Il Partito Comunista, unico soggetto politico autorizzato a esercitare un ruolo di governo, seleziona la stragrande maggioranza dei candidati attraverso un processo interno che coinvolge comitati locali, organizzazioni di massa e strutture statali. I candidati indipendenti, pur teoricamente ammessi, devono superare una serie di verifiche e consultazioni comunitarie che spesso ne limitano l’accesso alle liste. Anche quest’anno, solo una piccola percentuale di aspiranti non affiliati è riuscita a ottenere l’approvazione necessaria. Le autorità vietnamite difendono il modello come garanzia di stabilità, unità nazionale e continuità economica.
Negli ultimi anni, il Paese ha registrato una crescita sostenuta, attirando investimenti stranieri e consolidando il proprio ruolo nelle catene globali di produzione. Tuttavia, gruppi per i diritti umani e analisti politici ricordano che il controllo politico resta rigido, con restrizioni alla libertà di espressione, alla stampa e all’attività civica.

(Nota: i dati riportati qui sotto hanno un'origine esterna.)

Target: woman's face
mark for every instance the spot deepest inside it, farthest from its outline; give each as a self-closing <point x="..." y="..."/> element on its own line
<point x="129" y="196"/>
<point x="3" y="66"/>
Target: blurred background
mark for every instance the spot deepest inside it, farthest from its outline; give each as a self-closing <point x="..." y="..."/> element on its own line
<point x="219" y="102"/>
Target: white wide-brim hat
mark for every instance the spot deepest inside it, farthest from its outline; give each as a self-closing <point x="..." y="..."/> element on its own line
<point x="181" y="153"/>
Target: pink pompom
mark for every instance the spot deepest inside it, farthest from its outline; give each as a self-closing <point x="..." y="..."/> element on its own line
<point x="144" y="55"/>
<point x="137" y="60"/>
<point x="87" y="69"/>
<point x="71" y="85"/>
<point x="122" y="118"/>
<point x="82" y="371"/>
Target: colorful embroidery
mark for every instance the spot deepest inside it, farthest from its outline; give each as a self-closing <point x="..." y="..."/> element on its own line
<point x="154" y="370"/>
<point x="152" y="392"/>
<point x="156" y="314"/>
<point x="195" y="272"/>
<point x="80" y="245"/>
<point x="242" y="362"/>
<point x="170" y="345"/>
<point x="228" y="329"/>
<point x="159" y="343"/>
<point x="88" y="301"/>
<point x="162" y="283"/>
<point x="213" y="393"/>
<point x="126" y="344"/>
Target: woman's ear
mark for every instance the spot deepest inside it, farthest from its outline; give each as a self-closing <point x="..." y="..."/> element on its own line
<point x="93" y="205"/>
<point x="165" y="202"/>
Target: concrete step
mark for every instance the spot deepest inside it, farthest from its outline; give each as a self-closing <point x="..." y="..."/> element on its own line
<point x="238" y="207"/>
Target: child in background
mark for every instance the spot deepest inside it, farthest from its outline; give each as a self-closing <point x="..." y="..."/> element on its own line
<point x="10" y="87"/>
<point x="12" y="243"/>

Nonostante le critiche, l’affluenza è tradizionalmente alta, sostenuta da campagne capillari che invitano i cittadini a considerare il voto un dovere civico. Per molti vietnamiti, le elezioni rappresentano un’occasione per influenzare almeno in parte la gestione locale, soprattutto in ambiti come infrastrutture, servizi pubblici e sviluppo rurale.